So much of parenting takes place in the moment and is focused, quite understandably, on the children. I know in my house our morning and evening routines are based on the children’s schedules and much of our social calendar is scheduled around the kids’ engagements. Menu choices for dinner, movies to watch, and games to play are all based, at least in part, on our children’s tastes, moods, and whims. Often I feel that I get lost in the rush.
It’s only natural, with so much focus on our children, that we can lose sight of ourselves, but also of our partners and our support system. As we gear up for another busy school year, I remember one evening I was helping my son with homework while my youngest was getting ready for bed. My daughter was helping me with a project of my own and my husband was catching up on some work. Before I realized it, we were inching very close to bedtime, and I looked up at my husband and, as I often do, noted in surprise that it was getting late. I automatically continued with my son, now in a hurry since we were up against the clock, and my husband ran up to start story time. In that quick moment I was reminded, I am not in this parenting alone.
I was focused on my son and his task at hand and that took precedence over the rest of the activity because I internalized my son’s sense of urgency without considering everyone’s perspective. I am not sure it should have, but we don’t often have the luxury to consider everything, and I definitely should have had the decency to ask my husband if he needed me to step in for bedtime stories since he was clearly busy as well. What my husband did was simple, but also so gracious and giving. I would like to think we both do those kinds of things for one another.

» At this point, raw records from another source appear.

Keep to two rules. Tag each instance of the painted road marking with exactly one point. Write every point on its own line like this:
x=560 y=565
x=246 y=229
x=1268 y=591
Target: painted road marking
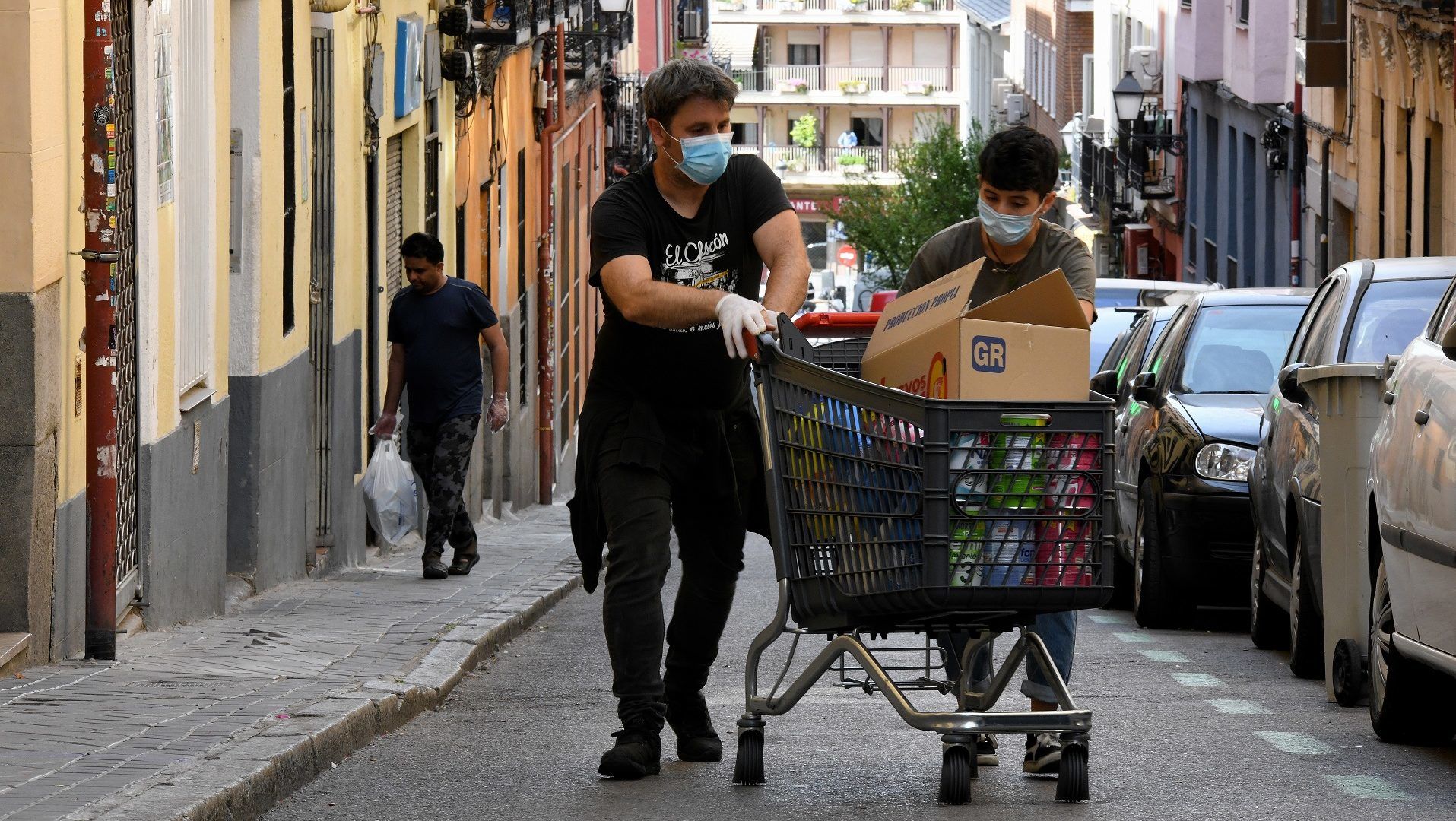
x=1296 y=743
x=1239 y=708
x=1169 y=657
x=1369 y=787
x=1197 y=679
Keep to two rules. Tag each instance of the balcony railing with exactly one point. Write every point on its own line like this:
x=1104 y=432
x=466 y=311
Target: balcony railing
x=826 y=159
x=906 y=6
x=851 y=79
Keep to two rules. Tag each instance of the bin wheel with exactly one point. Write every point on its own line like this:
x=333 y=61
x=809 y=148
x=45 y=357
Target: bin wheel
x=956 y=775
x=1349 y=674
x=1072 y=773
x=749 y=768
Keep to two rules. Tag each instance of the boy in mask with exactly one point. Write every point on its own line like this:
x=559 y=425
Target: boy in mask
x=1017 y=189
x=668 y=439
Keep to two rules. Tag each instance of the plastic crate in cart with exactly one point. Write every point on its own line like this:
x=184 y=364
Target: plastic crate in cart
x=900 y=512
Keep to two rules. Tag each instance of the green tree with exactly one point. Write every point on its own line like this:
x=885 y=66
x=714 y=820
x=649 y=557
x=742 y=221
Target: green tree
x=938 y=188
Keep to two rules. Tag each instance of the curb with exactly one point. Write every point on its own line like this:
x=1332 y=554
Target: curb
x=258 y=770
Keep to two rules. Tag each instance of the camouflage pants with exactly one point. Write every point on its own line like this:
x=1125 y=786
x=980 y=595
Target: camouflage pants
x=440 y=455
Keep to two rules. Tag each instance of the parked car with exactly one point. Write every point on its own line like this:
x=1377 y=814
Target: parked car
x=1185 y=440
x=1362 y=313
x=1130 y=293
x=1413 y=540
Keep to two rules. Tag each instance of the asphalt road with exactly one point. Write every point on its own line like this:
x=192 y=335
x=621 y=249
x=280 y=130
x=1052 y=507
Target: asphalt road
x=1190 y=724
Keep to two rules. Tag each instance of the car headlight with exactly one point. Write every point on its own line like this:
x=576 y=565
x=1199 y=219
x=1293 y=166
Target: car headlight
x=1226 y=463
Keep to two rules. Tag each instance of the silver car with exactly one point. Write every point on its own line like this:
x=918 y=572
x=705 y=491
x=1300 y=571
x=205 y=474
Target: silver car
x=1413 y=533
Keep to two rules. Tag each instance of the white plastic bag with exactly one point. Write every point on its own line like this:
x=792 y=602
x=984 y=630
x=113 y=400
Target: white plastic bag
x=389 y=493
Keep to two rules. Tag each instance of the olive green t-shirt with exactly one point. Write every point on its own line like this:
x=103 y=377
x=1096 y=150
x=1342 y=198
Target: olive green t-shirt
x=961 y=243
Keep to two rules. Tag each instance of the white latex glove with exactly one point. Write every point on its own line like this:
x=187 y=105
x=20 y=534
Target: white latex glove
x=737 y=315
x=498 y=412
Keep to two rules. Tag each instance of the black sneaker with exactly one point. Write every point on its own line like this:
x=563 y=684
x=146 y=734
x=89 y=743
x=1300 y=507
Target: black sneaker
x=696 y=738
x=1043 y=754
x=636 y=754
x=986 y=754
x=434 y=568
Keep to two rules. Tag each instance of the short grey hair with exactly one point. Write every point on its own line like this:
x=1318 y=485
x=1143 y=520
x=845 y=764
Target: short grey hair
x=680 y=81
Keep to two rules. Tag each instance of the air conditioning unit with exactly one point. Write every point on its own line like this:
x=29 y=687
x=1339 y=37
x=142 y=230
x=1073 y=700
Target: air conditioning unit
x=1015 y=108
x=1147 y=65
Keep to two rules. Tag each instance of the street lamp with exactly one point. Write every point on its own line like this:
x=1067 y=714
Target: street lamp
x=1128 y=98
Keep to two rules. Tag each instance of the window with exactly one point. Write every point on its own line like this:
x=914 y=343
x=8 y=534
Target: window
x=1391 y=315
x=870 y=130
x=1233 y=348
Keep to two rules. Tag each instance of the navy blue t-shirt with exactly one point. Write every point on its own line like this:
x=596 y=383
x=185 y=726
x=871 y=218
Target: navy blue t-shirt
x=442 y=338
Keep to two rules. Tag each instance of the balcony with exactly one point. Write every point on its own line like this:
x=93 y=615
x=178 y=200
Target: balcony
x=814 y=12
x=826 y=165
x=855 y=85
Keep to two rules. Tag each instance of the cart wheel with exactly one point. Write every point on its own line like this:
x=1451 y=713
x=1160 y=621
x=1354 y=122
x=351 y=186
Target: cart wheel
x=749 y=768
x=1072 y=775
x=956 y=775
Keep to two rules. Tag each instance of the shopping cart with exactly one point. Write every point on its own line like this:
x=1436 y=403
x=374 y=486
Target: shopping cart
x=899 y=514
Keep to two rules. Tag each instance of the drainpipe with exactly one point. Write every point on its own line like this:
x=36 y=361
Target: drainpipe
x=545 y=293
x=1296 y=175
x=101 y=255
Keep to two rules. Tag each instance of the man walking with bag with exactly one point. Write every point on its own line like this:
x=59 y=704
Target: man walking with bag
x=668 y=436
x=434 y=332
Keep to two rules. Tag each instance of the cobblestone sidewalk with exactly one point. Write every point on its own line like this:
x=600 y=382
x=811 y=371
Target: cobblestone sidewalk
x=324 y=664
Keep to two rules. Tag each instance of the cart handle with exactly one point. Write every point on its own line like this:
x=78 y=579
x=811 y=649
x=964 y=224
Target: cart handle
x=838 y=324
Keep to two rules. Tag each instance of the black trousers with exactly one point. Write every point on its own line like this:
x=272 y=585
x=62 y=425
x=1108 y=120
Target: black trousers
x=641 y=509
x=440 y=455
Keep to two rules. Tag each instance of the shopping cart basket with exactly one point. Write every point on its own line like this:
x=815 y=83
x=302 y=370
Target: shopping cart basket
x=899 y=514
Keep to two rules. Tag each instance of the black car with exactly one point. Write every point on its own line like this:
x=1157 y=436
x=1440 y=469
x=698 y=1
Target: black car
x=1185 y=442
x=1363 y=312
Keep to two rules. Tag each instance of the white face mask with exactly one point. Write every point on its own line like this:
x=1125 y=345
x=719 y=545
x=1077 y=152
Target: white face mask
x=1005 y=229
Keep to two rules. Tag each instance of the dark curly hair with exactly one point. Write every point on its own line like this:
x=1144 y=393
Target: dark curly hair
x=1021 y=159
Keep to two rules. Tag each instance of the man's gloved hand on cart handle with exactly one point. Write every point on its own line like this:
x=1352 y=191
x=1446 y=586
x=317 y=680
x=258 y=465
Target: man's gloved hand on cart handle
x=737 y=316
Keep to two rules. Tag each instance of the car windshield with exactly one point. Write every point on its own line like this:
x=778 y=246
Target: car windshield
x=1104 y=334
x=1236 y=348
x=1391 y=315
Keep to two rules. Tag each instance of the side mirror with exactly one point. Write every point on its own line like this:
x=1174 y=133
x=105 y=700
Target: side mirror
x=1104 y=383
x=1145 y=389
x=1289 y=386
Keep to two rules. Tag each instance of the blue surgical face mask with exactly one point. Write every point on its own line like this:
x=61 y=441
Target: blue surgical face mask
x=705 y=159
x=1005 y=229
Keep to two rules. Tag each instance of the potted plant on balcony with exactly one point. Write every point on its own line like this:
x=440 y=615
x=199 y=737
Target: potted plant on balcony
x=854 y=163
x=792 y=86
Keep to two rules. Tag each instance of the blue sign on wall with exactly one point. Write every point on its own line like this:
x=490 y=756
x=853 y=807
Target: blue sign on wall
x=410 y=82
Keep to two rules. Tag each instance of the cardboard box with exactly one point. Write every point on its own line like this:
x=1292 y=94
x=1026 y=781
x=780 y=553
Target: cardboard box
x=1031 y=344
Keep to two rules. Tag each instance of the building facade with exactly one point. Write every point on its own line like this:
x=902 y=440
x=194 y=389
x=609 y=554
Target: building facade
x=1052 y=43
x=1379 y=171
x=830 y=87
x=268 y=160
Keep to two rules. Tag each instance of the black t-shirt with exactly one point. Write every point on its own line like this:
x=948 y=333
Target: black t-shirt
x=442 y=338
x=684 y=367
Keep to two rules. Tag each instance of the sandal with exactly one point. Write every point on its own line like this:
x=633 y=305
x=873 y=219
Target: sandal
x=462 y=565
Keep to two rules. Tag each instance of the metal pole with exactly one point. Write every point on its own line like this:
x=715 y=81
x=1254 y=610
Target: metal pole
x=101 y=254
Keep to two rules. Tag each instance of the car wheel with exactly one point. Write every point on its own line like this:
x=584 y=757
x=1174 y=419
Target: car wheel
x=1306 y=629
x=1268 y=625
x=1405 y=696
x=1155 y=600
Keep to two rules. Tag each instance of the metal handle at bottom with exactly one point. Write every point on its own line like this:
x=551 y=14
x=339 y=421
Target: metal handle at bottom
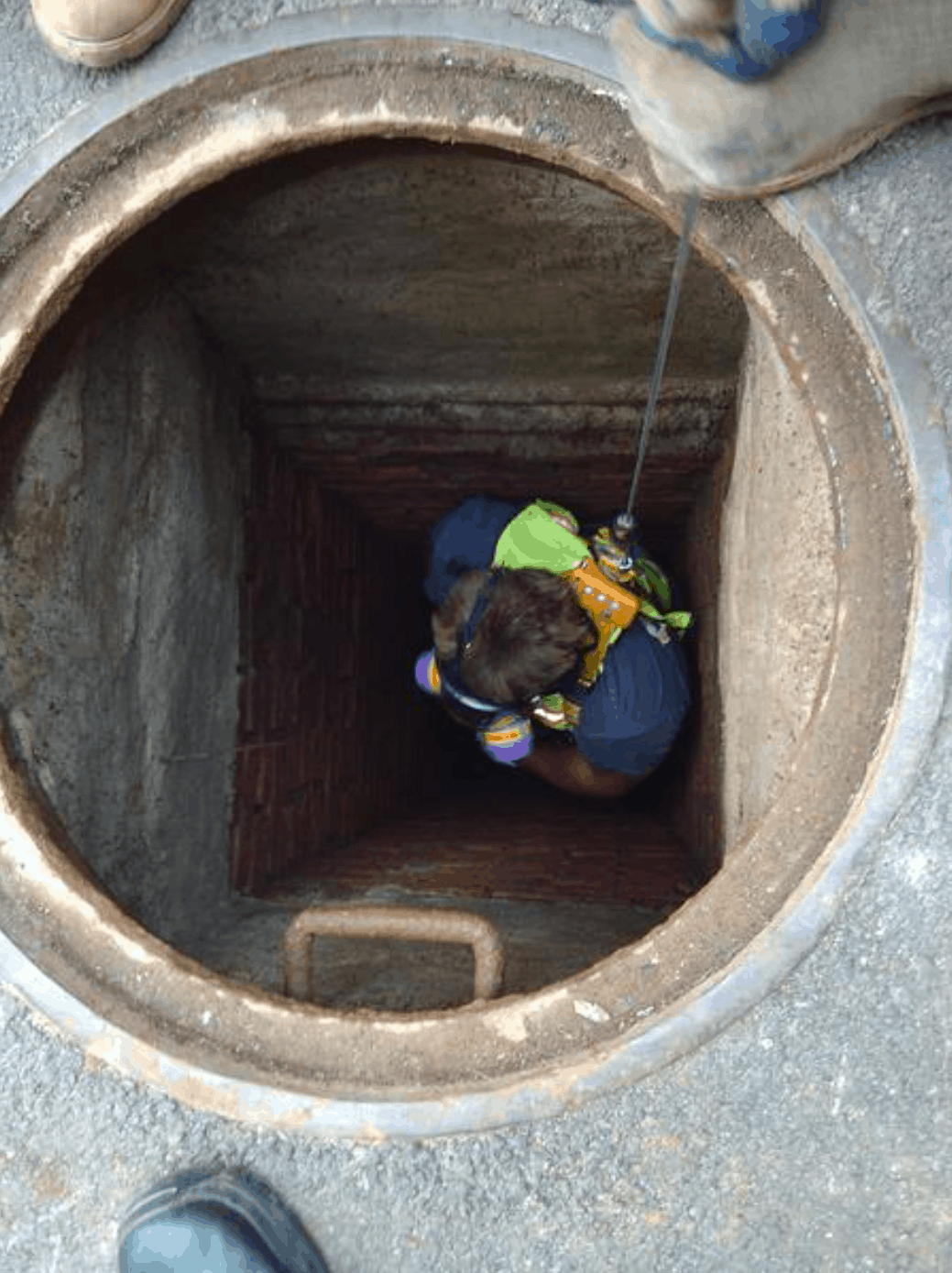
x=396 y=923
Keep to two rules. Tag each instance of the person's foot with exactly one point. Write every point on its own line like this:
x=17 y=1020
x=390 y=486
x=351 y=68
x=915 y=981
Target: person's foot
x=214 y=1223
x=864 y=72
x=104 y=32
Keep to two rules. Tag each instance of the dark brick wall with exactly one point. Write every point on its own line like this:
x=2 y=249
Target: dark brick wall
x=330 y=741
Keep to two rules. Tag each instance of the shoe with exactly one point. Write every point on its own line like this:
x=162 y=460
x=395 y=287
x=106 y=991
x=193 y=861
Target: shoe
x=214 y=1223
x=104 y=32
x=867 y=71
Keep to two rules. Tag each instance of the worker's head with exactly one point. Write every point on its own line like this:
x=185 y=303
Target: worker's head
x=529 y=637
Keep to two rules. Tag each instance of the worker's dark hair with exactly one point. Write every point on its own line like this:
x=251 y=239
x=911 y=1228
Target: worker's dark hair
x=529 y=637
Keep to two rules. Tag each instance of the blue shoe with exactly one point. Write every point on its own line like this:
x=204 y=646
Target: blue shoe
x=760 y=42
x=214 y=1223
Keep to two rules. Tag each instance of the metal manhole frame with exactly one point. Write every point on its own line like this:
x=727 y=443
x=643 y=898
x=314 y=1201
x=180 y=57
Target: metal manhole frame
x=134 y=1002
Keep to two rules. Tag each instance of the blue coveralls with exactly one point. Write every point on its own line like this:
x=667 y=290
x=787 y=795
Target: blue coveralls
x=633 y=713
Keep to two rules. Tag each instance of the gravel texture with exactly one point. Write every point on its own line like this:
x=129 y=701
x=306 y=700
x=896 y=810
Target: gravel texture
x=811 y=1135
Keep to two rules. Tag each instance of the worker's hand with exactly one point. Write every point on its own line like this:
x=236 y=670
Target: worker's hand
x=507 y=740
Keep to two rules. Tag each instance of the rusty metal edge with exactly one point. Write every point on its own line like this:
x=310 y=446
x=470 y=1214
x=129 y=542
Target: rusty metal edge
x=754 y=972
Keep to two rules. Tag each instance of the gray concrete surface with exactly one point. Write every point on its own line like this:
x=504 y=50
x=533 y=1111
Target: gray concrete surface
x=814 y=1133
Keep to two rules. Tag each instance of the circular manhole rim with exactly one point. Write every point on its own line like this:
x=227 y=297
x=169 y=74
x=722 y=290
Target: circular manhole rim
x=160 y=1014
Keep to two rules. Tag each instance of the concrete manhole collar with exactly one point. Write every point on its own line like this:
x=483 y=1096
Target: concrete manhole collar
x=164 y=1017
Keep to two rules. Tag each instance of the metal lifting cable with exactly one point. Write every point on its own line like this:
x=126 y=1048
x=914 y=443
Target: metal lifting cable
x=624 y=522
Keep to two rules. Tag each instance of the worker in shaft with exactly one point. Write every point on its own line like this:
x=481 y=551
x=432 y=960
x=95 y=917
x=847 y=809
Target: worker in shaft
x=564 y=657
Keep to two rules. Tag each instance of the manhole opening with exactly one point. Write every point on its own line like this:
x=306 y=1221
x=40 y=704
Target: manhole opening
x=228 y=457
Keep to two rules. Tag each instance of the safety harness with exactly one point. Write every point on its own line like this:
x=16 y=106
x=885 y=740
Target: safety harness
x=612 y=589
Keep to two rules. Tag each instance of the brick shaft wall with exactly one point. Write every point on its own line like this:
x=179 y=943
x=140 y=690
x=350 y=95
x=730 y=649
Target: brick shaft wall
x=329 y=740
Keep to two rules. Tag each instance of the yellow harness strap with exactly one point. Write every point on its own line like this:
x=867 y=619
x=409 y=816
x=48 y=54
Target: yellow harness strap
x=611 y=608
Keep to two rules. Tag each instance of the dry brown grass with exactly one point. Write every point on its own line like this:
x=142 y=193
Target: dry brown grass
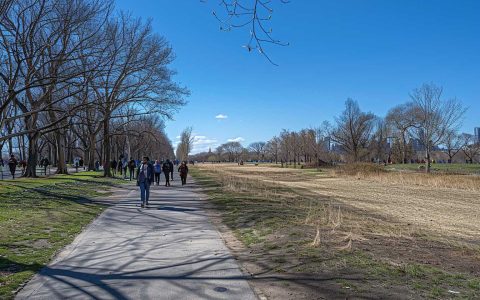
x=377 y=173
x=445 y=205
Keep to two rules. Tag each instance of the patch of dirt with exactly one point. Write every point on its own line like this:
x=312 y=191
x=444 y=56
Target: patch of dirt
x=396 y=224
x=41 y=243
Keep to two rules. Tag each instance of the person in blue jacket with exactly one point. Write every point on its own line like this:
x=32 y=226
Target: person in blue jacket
x=158 y=171
x=144 y=180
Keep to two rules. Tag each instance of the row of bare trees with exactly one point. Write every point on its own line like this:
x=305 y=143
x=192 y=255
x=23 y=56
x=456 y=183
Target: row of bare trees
x=426 y=123
x=79 y=72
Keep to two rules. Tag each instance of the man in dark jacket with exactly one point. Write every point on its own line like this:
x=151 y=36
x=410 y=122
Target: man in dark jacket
x=131 y=167
x=144 y=180
x=12 y=165
x=113 y=167
x=171 y=168
x=183 y=170
x=166 y=170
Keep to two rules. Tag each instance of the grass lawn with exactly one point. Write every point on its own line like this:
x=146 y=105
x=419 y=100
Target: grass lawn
x=276 y=223
x=40 y=216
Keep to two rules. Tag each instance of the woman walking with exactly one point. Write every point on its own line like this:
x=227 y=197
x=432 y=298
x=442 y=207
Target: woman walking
x=166 y=171
x=144 y=180
x=158 y=170
x=183 y=170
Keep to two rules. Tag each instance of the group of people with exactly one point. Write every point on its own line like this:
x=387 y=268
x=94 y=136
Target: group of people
x=12 y=165
x=148 y=174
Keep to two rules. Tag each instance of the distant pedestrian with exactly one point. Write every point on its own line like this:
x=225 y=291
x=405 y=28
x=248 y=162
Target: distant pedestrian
x=45 y=164
x=144 y=180
x=131 y=167
x=183 y=170
x=23 y=164
x=113 y=166
x=166 y=171
x=12 y=165
x=97 y=166
x=124 y=167
x=171 y=168
x=158 y=171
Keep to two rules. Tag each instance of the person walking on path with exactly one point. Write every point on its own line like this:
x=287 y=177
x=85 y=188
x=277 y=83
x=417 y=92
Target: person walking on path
x=183 y=170
x=166 y=171
x=12 y=165
x=124 y=167
x=158 y=170
x=171 y=168
x=113 y=167
x=131 y=167
x=97 y=166
x=45 y=163
x=144 y=180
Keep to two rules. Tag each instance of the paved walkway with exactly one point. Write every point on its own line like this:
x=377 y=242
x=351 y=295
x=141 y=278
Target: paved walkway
x=168 y=251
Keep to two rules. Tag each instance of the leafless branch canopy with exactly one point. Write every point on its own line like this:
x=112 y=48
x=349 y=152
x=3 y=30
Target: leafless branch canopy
x=252 y=14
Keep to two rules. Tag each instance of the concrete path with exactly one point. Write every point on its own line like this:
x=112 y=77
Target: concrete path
x=167 y=251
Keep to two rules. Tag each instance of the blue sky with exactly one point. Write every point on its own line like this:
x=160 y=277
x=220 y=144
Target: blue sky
x=373 y=51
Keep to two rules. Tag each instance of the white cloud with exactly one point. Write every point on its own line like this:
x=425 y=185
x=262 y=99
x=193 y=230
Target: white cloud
x=238 y=139
x=221 y=117
x=203 y=143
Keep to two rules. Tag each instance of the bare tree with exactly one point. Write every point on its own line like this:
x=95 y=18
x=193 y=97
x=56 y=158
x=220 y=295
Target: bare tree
x=435 y=117
x=273 y=148
x=254 y=15
x=453 y=144
x=233 y=150
x=353 y=130
x=402 y=118
x=136 y=76
x=470 y=147
x=258 y=148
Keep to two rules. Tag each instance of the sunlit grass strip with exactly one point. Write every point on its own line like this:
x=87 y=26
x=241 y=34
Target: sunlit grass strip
x=40 y=216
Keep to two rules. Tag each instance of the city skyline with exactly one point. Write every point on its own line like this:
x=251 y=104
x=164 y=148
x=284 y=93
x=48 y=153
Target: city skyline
x=375 y=53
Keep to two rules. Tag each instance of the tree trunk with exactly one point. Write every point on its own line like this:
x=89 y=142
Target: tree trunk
x=61 y=164
x=106 y=148
x=92 y=151
x=31 y=170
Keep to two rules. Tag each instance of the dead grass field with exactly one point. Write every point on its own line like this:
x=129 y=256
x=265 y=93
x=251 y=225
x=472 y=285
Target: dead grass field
x=416 y=234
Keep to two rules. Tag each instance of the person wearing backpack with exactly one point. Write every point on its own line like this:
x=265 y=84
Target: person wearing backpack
x=171 y=168
x=158 y=170
x=183 y=170
x=131 y=167
x=12 y=165
x=113 y=167
x=144 y=180
x=166 y=171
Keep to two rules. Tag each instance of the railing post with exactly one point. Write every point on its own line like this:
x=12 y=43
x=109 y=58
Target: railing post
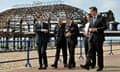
x=27 y=51
x=80 y=57
x=111 y=53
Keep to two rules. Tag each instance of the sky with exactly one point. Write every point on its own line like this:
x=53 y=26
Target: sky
x=102 y=5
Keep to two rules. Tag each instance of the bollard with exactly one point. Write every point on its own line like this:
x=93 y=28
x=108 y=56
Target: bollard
x=110 y=53
x=27 y=51
x=80 y=57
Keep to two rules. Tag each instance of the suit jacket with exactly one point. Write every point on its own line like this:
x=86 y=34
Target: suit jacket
x=41 y=36
x=60 y=34
x=73 y=29
x=100 y=24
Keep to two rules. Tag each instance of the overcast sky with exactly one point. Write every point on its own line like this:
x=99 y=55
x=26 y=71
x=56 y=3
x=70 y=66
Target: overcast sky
x=102 y=5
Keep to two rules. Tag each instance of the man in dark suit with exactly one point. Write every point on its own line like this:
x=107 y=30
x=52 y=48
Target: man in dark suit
x=60 y=43
x=42 y=34
x=96 y=40
x=71 y=34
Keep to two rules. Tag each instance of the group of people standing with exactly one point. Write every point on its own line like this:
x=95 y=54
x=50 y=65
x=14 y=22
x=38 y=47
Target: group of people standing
x=66 y=37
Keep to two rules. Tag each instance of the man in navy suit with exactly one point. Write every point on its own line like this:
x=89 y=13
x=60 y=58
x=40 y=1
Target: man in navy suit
x=41 y=30
x=96 y=40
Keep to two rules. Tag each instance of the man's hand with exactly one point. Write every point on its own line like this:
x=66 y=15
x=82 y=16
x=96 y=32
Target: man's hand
x=86 y=34
x=68 y=34
x=92 y=29
x=44 y=30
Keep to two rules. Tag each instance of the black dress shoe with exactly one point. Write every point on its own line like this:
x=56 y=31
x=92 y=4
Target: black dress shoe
x=65 y=65
x=92 y=67
x=99 y=69
x=70 y=67
x=84 y=67
x=40 y=68
x=44 y=67
x=54 y=65
x=74 y=66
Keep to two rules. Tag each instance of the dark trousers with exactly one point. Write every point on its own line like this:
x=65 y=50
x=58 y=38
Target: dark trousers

My husband and I are a team, and he is such an incredible team player. I don’t have to ask him and he doesn’t have to ask me – we will do anything for one another. But it sure is nice to be asked. And it sure is even nicer to be thanked. This goes beyond basic gratitude. This is true acknowledgement of what someone is doing. My husband last night was just doing his job, but I was reminded to thank him for that. It’s not just about doing the job, it's about doing it for others. It's about the kids, and it’s about the family.